Mais le reste du monde voit les choses sous une tout autre perspective et n’est pas capable de procéder à une pareille association. Alors qu’on fournisse deux exposés. D’abord parlez aux
journalistes des normes en tant qu’elles s’appliquent aux abus sexuels, cela fournira l’information N° 1 pour les manchettes. Puis, un ou deux jours plus tard, organisez un second exposé et
expliquez les normes sur l’ordination des femmes. Ainsi, les deux sujets seront traités séparément dans la presse. Les problèmes ne seront pas mélangés et les articles ne seront peut-être pas
trop sarcastiques. Puis, après ces explications, faites paraître le texte des normes. Le texte lui-même ne sera peut-être pas traité en tête des infos, mais ce sera parfait car les articles
auront déjà été publiés et c’est le Vatican qui aura fourni le point de vue. »

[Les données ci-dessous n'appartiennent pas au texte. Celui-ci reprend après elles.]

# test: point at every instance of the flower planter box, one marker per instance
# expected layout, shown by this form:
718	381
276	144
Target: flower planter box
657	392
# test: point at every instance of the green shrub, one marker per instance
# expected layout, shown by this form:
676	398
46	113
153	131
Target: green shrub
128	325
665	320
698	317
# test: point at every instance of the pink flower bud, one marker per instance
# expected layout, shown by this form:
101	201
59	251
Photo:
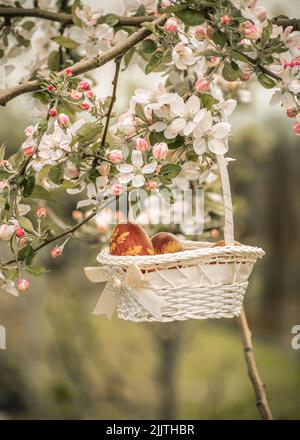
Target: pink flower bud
56	251
104	169
225	20
28	151
52	112
116	156
296	128
117	189
200	32
23	285
41	212
141	144
171	25
19	232
77	215
291	112
68	72
151	185
84	85
160	150
63	120
90	94
75	94
202	85
85	105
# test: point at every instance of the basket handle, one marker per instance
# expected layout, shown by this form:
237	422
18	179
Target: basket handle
228	211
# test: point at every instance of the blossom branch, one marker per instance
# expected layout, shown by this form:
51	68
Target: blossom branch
258	385
86	64
113	100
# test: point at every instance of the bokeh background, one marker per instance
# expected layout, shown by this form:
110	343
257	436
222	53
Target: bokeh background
63	362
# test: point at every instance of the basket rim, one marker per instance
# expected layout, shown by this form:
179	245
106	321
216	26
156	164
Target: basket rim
193	250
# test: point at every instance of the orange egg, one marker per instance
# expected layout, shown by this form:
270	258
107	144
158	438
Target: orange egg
130	239
166	243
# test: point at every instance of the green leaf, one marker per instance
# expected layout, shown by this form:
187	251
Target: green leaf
266	81
42	194
170	171
148	46
190	17
36	270
28	185
26	254
155	61
56	174
65	42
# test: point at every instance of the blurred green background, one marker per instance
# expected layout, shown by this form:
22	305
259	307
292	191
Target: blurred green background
63	362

Je n’en suis pas encore à proposer de remplacer le Père Federico Lombardi par Phil
Lawler, mais si vous me poussez, je constitue l’association de soutien la semaine prochaine… Blague à part – encore que… – ceux qui ont quelque connaissance en communication (et
notamment en communication de crise) seraient fort avisés de déposer leurs commentaires.